Other proposed measures include general de-escalation training and clear instructions on reporting incidents (and what happens afterward). They also want nurses to be directly involved in the creation of these new protocols. “We’re constantly trying to provide nurses with the information they need about what their legal rights are, in terms of reporting and how important it is to hold their employers accountable for putting in place prevention measures,” says Thomason.

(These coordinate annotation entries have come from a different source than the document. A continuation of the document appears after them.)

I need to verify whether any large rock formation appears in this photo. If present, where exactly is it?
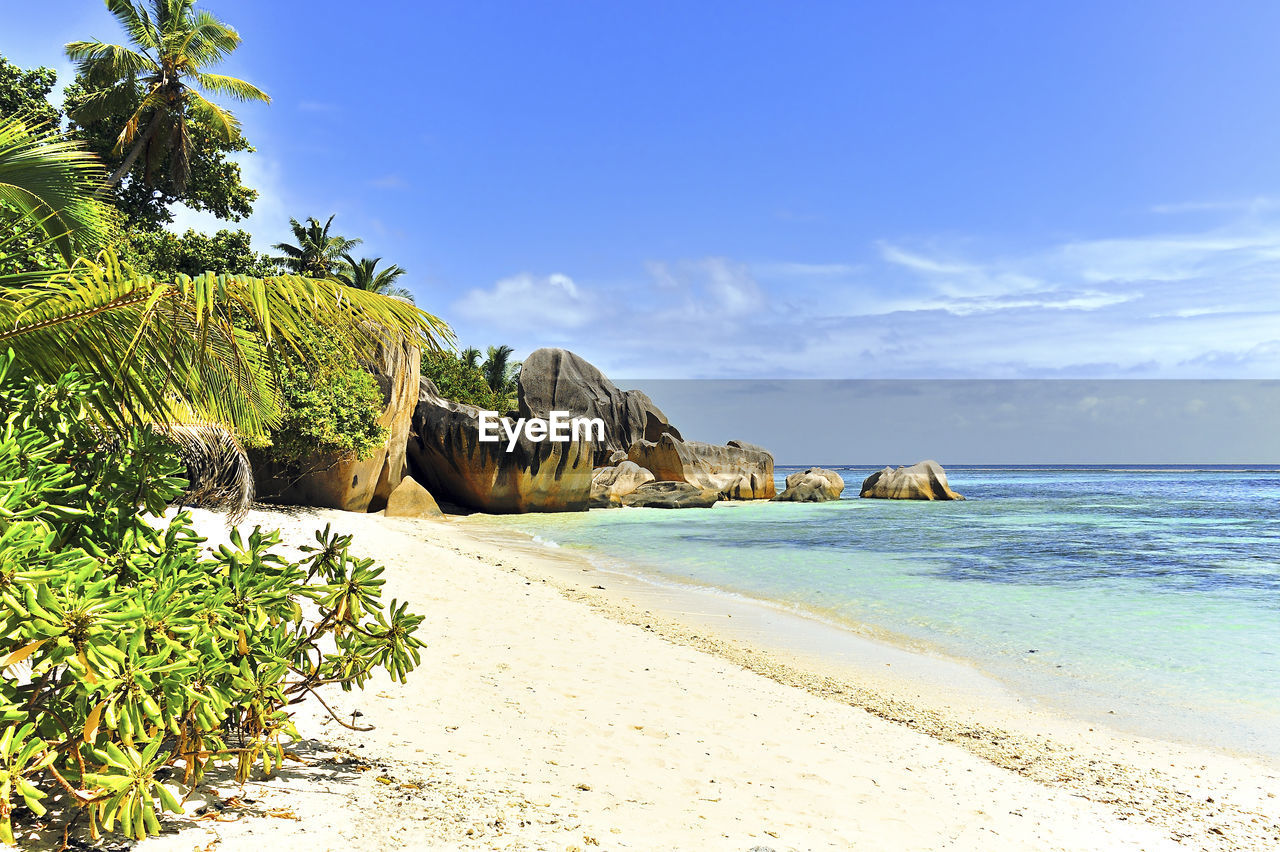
[859,461,964,500]
[408,380,594,513]
[773,467,845,503]
[253,342,421,512]
[627,435,777,500]
[517,349,680,467]
[591,459,653,509]
[622,482,717,509]
[384,476,444,518]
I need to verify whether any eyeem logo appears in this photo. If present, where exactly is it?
[480,411,604,453]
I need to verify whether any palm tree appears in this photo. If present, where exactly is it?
[480,345,520,395]
[67,0,271,192]
[0,111,452,500]
[271,214,362,278]
[334,253,413,302]
[0,112,111,277]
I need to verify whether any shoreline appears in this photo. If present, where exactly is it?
[135,510,1280,851]
[468,500,1280,771]
[453,509,1280,848]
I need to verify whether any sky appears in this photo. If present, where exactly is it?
[0,0,1280,391]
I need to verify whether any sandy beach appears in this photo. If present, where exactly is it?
[140,510,1280,852]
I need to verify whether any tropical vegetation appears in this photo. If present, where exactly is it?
[422,345,520,413]
[0,353,422,843]
[0,0,452,842]
[273,216,361,278]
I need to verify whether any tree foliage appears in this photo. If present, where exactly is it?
[422,345,520,412]
[334,253,413,302]
[0,353,422,843]
[252,329,387,467]
[67,0,271,208]
[0,56,61,129]
[122,228,275,279]
[273,216,361,278]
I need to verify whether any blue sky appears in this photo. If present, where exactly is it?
[0,0,1280,379]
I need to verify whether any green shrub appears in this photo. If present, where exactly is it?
[422,351,508,413]
[0,353,422,843]
[254,333,387,464]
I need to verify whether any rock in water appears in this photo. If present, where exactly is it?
[622,482,717,509]
[384,476,444,518]
[627,435,777,500]
[591,459,653,509]
[773,467,845,503]
[408,381,593,514]
[859,461,964,500]
[517,349,680,467]
[253,342,421,512]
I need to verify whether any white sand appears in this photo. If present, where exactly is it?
[141,512,1280,852]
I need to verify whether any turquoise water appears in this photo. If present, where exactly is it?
[481,467,1280,756]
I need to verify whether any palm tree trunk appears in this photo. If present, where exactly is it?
[102,110,160,191]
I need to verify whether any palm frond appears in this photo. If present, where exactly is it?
[184,9,241,70]
[67,40,159,82]
[0,252,452,438]
[106,0,160,50]
[163,418,253,516]
[196,72,271,104]
[0,118,111,264]
[187,88,239,139]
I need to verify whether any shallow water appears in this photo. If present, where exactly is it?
[478,467,1280,757]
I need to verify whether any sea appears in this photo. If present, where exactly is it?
[478,464,1280,759]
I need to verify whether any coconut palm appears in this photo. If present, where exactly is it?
[334,253,413,302]
[480,345,520,397]
[67,0,271,192]
[0,113,452,483]
[0,112,111,277]
[271,216,362,278]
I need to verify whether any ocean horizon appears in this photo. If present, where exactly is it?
[481,463,1280,757]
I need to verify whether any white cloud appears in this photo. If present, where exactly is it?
[454,272,593,329]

Security varies widely across hospitals, and several nurses interviewed for this article recalled weapons such as guns and knives entering their workplaces. After two bullets struck the windows of her hospital’s ER, Maureen renewed her push for metal detectors at all emergency entrances. The request was finally prioritized after the incident, but Maureen says security remains inadequate.
Kerrie remains hopeful, pointing to ongoing nurses’ strikes nationwide and the increased public awareness of the industry’s struggles, thanks to shows like The Pitt.
“I think changes will come,” she says. “You’re seeing so many more nurses who are turning to unions to say, ‘I recognize it now. I want to have a voice at the table because I know if I’m not at that table, I’m on the menu, and we’re not going to stand for that.’ ”
But for Kelsey, the struggle to keep patients and staff safe feels unrelenting. “What really takes a toll is all of this together,” she says. “One of my favorite managers recently quit, and she worded it best. She said it’s like hitting your head against a wall to move the brick wall, and you might make a little progress, but at what cost?”